It is impossible now to ascertain what induced Defoe to break with the Dissenters, among whom he had been brought up, but break with them he did in his pamphlet against the practice of _Occasional Conformity_.
This practice of occasionally taking communion with the Established Church, as a qualification for public office, had grown up after the Revolution, and had attracted very little notice till a Dissenting lord mayor, after attending church one Sunday forenoon, went in the afternoon with all the insignia of his office to a Conventicle.

Defoe's objection to this is indicated in his quotation, "If the Lord be God, follow Him, but if Baal, then follow him." A man, he contended, who could reconcile it with his conscience to attend the worship of the Church, had no business to be a Dissenter.

Occasional conformity was "either a sinful act in itself, or else his dissenting before was sinful." The Dissenters naturally did not like this intolerant logical dilemma, and resented its being forced upon them by one of their own number against a practical compromise to which the good sense of the majority of them assented.
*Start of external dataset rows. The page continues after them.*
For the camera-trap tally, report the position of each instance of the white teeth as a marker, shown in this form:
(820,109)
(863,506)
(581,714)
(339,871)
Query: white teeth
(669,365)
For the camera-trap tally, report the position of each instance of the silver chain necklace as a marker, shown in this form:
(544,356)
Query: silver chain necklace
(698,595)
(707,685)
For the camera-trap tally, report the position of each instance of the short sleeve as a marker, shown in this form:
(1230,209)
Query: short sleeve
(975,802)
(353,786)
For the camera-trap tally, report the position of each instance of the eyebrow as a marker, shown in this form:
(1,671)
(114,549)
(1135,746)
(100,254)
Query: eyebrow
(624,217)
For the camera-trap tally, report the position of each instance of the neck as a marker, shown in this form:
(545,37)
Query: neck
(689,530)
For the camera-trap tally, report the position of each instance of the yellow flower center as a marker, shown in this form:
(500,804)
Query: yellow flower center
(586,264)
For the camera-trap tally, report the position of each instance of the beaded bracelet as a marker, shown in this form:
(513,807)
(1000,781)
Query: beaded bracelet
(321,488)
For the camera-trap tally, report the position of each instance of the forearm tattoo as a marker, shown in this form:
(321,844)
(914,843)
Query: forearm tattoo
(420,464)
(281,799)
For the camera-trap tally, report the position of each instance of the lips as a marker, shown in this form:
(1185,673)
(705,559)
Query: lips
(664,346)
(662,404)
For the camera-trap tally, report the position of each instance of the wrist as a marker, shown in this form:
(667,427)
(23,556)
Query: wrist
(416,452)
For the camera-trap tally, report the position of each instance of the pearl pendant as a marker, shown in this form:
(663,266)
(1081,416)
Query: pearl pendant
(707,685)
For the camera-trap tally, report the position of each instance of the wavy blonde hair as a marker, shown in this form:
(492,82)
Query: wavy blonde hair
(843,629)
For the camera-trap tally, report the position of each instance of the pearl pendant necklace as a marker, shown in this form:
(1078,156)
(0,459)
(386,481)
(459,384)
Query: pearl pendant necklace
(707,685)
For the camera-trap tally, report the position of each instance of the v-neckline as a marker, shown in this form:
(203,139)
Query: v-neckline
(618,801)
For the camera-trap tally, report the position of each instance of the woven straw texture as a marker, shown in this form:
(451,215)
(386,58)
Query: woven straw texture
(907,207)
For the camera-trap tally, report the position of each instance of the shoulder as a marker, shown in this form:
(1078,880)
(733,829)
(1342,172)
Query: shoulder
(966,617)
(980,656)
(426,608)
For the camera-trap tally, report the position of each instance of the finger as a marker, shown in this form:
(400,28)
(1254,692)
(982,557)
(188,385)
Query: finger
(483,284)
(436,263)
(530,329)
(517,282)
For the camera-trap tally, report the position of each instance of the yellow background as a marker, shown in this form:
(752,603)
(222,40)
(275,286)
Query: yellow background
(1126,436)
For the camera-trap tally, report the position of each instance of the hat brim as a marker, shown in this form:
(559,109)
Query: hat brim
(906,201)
No reply was made to the pamphlet when first issued in 1698; and two or three years afterwards Defoe, exulting in the unanswerable logic of his position, reprinted it with a prefatory challenge to Mr.Howe, an eminent Dissenting minister.

During the next reign, however, when a bill was introduced to prohibit the practice of occasional conformity, Defoe strenuously wrote against it as a breach of the Toleration Act and a measure of persecution.